The main limitation of the study concerns the population under study, the fact that the observation started when the subjects sought care for LBP. Thus, the analysis and conclusions may only apply to subjects in similar situations. However, due to the fact that these subjects had clear trajectories (and not mere steady states) it was possible to compare the different measuring options in respect to their trajectories. Other studies with other types of variables (frequency of certain events, adherence to an intervention) may need to consider their outcomes in light of different measuring frequencies.

It should be noted that this was purely a data-driven approach, albeit one that originated in the reality of conducting clinical research. Therefore, the assumption was that a minimal measuring frequency would be the optimal frequency for compliance. The actual experiences of the subjects have not been illuminated in this regard. One could speculate that people would forget to answer when the measurements are further apart, that the weekly consistency appeals to a lot of people, and that monthly measures are more difficult to become routine events.
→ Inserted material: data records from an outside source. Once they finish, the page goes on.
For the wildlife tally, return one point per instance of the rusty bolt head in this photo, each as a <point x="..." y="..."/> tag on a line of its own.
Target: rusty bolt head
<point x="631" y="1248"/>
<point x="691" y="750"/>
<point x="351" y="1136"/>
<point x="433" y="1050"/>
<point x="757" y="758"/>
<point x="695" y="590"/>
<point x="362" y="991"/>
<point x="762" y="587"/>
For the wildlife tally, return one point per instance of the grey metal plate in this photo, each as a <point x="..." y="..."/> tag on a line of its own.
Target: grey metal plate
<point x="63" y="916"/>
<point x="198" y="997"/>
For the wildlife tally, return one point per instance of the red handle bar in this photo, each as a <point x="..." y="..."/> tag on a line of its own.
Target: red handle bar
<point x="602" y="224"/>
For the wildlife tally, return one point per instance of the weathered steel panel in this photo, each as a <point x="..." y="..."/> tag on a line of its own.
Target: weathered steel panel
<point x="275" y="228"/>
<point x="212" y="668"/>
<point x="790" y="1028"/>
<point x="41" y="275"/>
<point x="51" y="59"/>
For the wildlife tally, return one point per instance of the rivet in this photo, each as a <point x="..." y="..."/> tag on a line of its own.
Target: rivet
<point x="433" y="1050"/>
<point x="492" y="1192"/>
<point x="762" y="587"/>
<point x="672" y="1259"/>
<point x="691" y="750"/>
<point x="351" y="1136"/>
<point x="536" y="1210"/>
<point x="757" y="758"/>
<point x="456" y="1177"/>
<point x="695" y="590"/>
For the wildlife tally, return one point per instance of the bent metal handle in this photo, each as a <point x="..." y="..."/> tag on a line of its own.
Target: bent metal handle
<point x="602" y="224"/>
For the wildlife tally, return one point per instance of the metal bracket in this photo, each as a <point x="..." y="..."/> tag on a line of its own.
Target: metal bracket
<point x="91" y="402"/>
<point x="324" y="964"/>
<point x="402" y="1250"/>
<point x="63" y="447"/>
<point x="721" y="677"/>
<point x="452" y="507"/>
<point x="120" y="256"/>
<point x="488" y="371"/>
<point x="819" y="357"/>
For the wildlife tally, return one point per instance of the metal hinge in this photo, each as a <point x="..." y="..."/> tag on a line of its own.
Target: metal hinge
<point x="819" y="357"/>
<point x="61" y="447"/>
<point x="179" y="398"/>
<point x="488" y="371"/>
It is also important to point out that if measures are conducted wider apart, the recall period should be carefully considered. In order to maintain the validity of the measure, subjects should get the same question consistently. Thus, in this case with a measure pertaining to pain during the past week, if weekly measures became monthly, 3 weeks of each month would not be measured. This aspect needs to be considered in the equation of data quality and compliance.

Conclusions

For the longitudinal study of a population consulting with LBP, subjects might be measured every week after a pain episode to capture the nature of their recovery. For a population with an initial phase of recovery followed by a steady state it is necessary to capture the first phase of a fast recovery with frequent weekly measures. For the second phase with a more steady-state condition, every 2 to 4 weeks might be adequate to capture the subgrouping properties, trajectory patterns and risk estimations. The clinical consequence needs to be tested in a prospective study, as the behavioural impact of measurements wider apart is not known. The burden to participants needs to be weighed against the need for frequent measures in light of the condition under scrutiny.